I used to do that, but than i discover something better: when i kid is acting very bad, i demand the student to write down what he or she is doing so the parents will sign up and know what is going on...but that's just when they are too bad in the classroom...though some refuse to do that!It's hard to teach in our days!
First try to be "proactive" in your classroom management. In other words, the best classroom management plan is a strong instructional plan.
Use teaching strategies that keep all your students actively involved in all of your lessons...if you can decrease student boredom, decrease student confusion, and increase class participation you wont need to resort to these elaborate systems.
For more information on the proactive approach to classroom management you should visit this site: http://www.classroom-management-tips.com...
Also, I have been making many posts lately on my blog in regards to classroom management...feel free to visit my blog here: http://www.teaching-tips-machine.com/blo...
That sounds like a good one.
I personally just used to get the kids to write their initials on the chalkboard as a warning. Everything else they did wrong earned them a cross. When lunchtime came, each cross meant the child had to stay in for five minutes (up to three crosses (15min) - the 4th cross was "send to the principal").
Find out what the 1st grade teachers did that way you don't have to completely restart the kids on a different type of behavior system.
I find that positive reinforcement (raffle tickets for bathroom passes, homework passes, prizes, etc.), calling parents at home/ work, and being consistent with punishments (don't do your homework, you stay in during recess to finish it, talk in class, move them) work best for me.
I teach 1st. grade and I use a similar system.
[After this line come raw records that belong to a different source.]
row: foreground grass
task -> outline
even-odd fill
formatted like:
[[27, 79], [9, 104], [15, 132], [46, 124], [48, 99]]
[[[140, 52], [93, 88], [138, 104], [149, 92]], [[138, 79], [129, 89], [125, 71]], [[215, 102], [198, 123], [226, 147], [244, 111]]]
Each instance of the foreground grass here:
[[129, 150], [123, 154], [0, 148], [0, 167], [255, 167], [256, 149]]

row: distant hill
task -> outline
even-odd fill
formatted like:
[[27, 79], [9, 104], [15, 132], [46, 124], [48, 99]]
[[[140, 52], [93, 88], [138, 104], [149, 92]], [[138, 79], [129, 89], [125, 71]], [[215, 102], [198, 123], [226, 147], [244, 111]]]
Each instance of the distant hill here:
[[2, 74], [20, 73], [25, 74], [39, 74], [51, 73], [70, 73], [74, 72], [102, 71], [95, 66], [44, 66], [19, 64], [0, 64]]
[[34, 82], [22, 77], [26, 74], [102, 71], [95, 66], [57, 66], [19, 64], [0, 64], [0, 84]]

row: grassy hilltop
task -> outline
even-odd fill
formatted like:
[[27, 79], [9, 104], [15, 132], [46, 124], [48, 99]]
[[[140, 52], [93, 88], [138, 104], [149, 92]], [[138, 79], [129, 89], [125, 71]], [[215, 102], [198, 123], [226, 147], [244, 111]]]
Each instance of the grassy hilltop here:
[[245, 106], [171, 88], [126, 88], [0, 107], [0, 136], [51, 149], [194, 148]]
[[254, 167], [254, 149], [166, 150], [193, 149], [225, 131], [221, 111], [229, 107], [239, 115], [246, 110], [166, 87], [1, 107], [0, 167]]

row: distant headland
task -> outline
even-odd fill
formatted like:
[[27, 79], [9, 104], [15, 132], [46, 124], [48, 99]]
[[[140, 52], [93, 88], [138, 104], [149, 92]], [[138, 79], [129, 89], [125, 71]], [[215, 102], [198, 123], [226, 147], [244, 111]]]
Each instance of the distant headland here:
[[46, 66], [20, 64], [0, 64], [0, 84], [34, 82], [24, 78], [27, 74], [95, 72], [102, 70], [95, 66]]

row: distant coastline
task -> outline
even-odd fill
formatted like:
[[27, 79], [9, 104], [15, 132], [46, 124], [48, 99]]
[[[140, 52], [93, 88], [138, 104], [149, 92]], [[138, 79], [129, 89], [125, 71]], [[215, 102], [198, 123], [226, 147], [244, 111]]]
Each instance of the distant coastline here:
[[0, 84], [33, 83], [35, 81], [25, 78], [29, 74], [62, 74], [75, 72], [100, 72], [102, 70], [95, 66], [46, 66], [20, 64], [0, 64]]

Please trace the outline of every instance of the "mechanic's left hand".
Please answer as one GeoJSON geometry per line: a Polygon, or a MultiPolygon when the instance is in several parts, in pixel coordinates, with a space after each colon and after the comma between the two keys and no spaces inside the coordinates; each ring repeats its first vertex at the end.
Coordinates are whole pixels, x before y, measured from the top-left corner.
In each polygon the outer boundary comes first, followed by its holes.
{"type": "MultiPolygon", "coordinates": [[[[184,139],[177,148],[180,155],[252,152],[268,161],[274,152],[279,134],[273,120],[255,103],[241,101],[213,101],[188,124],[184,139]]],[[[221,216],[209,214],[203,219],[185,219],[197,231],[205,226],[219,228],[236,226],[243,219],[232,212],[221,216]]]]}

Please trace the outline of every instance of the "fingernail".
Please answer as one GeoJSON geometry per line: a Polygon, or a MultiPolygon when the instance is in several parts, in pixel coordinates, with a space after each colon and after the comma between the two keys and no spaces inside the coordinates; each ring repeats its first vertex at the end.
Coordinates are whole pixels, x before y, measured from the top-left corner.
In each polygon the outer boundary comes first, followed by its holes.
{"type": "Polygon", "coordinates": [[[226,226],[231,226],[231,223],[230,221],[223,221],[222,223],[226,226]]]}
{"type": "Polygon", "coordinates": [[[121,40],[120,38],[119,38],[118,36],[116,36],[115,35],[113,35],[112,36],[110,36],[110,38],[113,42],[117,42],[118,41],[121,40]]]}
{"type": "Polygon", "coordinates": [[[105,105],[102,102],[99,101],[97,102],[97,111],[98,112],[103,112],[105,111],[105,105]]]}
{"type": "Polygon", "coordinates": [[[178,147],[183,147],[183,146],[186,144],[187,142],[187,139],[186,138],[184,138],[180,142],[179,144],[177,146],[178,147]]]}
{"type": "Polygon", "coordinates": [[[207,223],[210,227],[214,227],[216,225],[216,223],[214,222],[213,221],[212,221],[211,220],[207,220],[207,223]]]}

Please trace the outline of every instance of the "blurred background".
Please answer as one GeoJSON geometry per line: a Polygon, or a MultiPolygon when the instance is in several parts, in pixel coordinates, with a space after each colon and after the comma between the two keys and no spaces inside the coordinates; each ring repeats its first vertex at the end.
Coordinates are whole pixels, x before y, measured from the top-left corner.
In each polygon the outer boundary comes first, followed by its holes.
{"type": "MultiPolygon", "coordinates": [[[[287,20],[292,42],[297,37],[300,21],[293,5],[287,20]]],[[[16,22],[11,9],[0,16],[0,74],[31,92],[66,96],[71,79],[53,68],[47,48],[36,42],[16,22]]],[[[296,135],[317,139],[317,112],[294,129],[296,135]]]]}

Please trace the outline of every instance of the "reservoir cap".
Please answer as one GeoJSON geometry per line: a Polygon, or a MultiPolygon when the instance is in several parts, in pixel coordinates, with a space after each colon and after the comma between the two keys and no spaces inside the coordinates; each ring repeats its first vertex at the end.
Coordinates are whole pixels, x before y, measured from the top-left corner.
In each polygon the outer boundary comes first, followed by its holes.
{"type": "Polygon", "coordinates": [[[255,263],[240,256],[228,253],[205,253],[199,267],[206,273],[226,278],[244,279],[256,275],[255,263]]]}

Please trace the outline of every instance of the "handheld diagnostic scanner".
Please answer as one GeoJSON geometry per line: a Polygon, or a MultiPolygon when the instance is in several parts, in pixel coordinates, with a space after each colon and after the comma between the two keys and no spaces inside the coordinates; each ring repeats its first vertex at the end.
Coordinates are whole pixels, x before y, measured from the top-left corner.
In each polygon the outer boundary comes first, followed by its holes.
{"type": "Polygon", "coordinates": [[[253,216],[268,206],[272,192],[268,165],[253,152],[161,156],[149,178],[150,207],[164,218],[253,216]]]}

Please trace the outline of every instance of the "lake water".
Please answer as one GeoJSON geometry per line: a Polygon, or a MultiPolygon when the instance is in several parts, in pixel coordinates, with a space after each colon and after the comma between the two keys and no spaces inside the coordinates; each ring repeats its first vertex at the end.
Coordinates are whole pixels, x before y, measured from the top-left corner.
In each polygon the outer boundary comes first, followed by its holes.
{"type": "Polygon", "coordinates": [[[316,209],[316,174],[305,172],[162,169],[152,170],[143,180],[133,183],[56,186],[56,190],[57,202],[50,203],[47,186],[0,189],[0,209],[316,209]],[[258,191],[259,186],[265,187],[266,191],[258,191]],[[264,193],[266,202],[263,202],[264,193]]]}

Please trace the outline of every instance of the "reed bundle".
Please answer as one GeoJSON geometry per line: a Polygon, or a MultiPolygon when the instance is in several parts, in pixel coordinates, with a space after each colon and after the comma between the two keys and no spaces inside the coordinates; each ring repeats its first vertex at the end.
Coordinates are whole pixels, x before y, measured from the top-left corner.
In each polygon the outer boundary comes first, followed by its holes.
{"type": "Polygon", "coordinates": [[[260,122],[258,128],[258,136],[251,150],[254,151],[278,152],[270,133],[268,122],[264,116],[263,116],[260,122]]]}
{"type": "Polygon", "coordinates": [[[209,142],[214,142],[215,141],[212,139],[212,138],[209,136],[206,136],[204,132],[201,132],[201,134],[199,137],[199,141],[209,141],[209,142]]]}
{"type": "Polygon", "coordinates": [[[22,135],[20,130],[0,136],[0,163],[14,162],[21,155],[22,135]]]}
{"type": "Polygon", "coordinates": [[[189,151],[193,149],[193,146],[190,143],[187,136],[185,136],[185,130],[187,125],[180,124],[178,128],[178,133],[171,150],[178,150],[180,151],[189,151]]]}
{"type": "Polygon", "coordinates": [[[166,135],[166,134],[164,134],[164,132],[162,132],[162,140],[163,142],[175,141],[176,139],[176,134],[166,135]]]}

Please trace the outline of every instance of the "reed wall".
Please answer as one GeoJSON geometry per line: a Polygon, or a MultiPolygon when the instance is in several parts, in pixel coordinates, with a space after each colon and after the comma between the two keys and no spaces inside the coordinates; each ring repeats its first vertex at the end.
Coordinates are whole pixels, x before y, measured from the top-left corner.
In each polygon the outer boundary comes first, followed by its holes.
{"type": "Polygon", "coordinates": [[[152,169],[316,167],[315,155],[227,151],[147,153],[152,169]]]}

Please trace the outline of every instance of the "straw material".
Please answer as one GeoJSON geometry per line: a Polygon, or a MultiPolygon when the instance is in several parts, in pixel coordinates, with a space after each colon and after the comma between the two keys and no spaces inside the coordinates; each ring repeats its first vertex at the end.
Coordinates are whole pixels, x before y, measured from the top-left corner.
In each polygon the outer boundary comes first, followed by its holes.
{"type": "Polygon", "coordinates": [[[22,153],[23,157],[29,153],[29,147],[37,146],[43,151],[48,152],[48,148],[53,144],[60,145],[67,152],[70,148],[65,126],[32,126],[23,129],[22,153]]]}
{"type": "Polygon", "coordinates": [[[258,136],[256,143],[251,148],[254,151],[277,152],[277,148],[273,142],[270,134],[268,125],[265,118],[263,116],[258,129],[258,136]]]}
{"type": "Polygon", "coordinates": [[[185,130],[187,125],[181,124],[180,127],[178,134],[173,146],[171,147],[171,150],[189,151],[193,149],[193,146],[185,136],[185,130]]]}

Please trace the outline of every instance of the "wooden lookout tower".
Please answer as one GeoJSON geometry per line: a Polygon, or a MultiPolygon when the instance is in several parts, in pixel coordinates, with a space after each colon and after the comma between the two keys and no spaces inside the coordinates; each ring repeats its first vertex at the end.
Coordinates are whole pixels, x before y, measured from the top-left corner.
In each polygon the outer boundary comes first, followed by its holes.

I have 5 cards (blue, green, yellow, orange, and red) Each time I must speak to a student they must flip a card. At the end of the day anyone still on blue earns a sticker. In aug. 5 stickers goes to the prize box, in sept. they need 6 and so on. Green-no sticker Yellow-no sicker, only have of their recess Orange- no sticker and no recess at all and red- no recess, no sticker and I contact home. I love this system! I have a small piece of paper I can tape to students desks with 5 boxes and at the end of each day they color it in with the appropriate color. Then at the end of the week. I send them home so parents can monitor thier behavior.
Some of the teachers in my district use the card system. What you do is have a pocket chart -- one pocket for each student. There are 5 cards and they all have a different color. Every Monday you start everyone out with the same color. As kids break the rules, you change the cards. There are different consequences for each color. In the younger grades, they might tend to go through the cards quickly, so you use straws as well.You could do three straws and then a card. I think that the class determines my discipline system. i didn't use the cards. Instead, they had to earn points. We had Fabulous Friday for students who earned enough points to go.
When I was in 1st Grade, my teacher had a big apple tree on a bulletin board and each apple had the name of each of her students. First you receive a warning, Second warning, you would go and pull your apple to the bottom of the apple tree, in front of everyone (you would lose your candy for that day) and Third warning, after your apple had been pulled, she would call home.
She never really called on the principal unless it was absolutely necessary. I think she like being able to handle her own problems, without having to have another adult come handle minor situations.